Just in the past couple of years several US states have passed voting restrictions and increased gerrymandering specifically to marginalize people of color and low income. We may have come a long way, but we've got many miles yet to go.
WoW...things just couldn't have been any more different than where I was raised... like another time in History reading this tbh...
 
I'm just remembering a woman I knew a few years ago. Her white daughter married a black man and she just wasn't happy about it. Then her first grandchild, a beautiful little brown-skinned girl was born and it was love at first sight for grandma, all the last bits of racism left her heart in one magic moment.
I have had so many friends that had bi-racial Grandkids and all racism left them too.
 
Wow, this is a thought-provoking thread. I will just try to be honest.

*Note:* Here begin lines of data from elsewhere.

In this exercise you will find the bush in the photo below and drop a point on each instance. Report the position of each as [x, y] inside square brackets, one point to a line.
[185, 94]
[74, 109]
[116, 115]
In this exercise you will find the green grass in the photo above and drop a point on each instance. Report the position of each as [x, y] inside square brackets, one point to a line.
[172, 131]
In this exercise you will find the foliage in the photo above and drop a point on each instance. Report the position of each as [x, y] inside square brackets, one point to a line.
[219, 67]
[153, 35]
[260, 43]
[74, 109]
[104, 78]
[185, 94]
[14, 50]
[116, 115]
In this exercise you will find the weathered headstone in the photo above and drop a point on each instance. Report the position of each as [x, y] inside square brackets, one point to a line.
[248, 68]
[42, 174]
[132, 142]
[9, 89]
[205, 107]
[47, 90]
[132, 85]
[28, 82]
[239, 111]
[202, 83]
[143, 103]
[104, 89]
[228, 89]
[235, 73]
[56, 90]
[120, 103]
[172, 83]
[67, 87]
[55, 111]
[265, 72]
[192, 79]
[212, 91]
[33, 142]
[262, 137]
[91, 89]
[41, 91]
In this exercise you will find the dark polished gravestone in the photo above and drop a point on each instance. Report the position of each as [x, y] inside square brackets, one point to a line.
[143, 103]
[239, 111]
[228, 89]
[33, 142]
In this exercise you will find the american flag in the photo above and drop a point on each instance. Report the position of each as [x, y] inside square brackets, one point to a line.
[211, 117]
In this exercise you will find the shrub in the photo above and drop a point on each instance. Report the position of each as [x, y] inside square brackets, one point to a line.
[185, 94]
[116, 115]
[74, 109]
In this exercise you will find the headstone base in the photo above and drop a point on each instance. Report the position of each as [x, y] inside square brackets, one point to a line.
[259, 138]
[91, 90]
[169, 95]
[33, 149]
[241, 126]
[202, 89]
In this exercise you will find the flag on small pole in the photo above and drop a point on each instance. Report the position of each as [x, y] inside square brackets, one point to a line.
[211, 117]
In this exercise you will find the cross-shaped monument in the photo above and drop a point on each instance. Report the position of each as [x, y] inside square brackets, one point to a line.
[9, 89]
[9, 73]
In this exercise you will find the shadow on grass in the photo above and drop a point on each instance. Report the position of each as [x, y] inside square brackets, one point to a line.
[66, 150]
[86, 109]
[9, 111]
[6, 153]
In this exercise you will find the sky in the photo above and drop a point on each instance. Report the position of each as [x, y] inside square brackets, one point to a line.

I was raised by a mostly racist family. My relatives in the mountains of North Carolina were most definitely racist. My grandfather said some pretty hateful things and my step-grandmother was a homophobe as well. Lots to unpack there. I know my mother (grandfather's daughter) was racist until she passed away last November. When she lived alone and was assigned black caregivers she would turn them away. :(

I could very well have been racist as well because I went to junior high school in the early 70's when busing and integration was the norm in Florida. Black students hated us white kids for being brought into their schools and violence was the norm. But my best friend in junior high was black.

I went to a predominantly all-white, Christian high school. That's pretty much as racist as it gets.

Then I went to college. My first partner was Cuban. His parents were old-school Cuban and were as sweet as they come. We bought a house and they used to show up outside in their station wagon on Saturday morning with his aunt smoking out the car window. I would be in my boxer shorts and a t-shirt and his aunt would come in and just smother me with love.

We split up after 6 years and I spent some time alone. Then I met my current partner of 30+ years, who is Filipino. He has taught me a lot about race and discrimination (even among Asian cultures). I think because I am gay that I understand oppression and have more sympathy for groups that are minimized.

With that said, I cannot honestly say that we do not all harbor some racism that is innate to our upbringing. I can only say that we all need to do the best we can to overcome it and accept everyone equally.
 
Here is a PRIME example of racism/racist view. We all remember the Landmark Supreme Court decision of the interracial marriage case of Loving v. Virginia in 1967 where they struck down the VA law. Here is an excerpt from the VA trial Judge's decision upholding the miscegenation law.

"Almighty God created the races white, black, yellow, malay and red, and he placed them on separate continents. And but for the interference with his arrangement there would be no cause for such marriages. The fact that he separated the races shows that he did not intend for the races to mix."
Thank you for this post. It's consistent with my memory of how large swaths of the US felt and behaved toward people of other races back in the late 1960s. And in Charlottesville just a few years ago. And in counties and states today who've passed laws to keep POC and poor folks from exercising their right to vote. That's called racism, people. If your state or county has passed those laws and you're not fighting against them, you're complicit.

There's plenty of racism, religious hatred, homophobia, tribalism, marginalization, and hatred going on every day in virtually every country on the planet. Some subtle, some impossible to ignore.

I quote the estimable Maya Angelou: "Do the best you can until you know better. Then when you know better, do better."

Most people know better. How many of us will go out of our way to do better?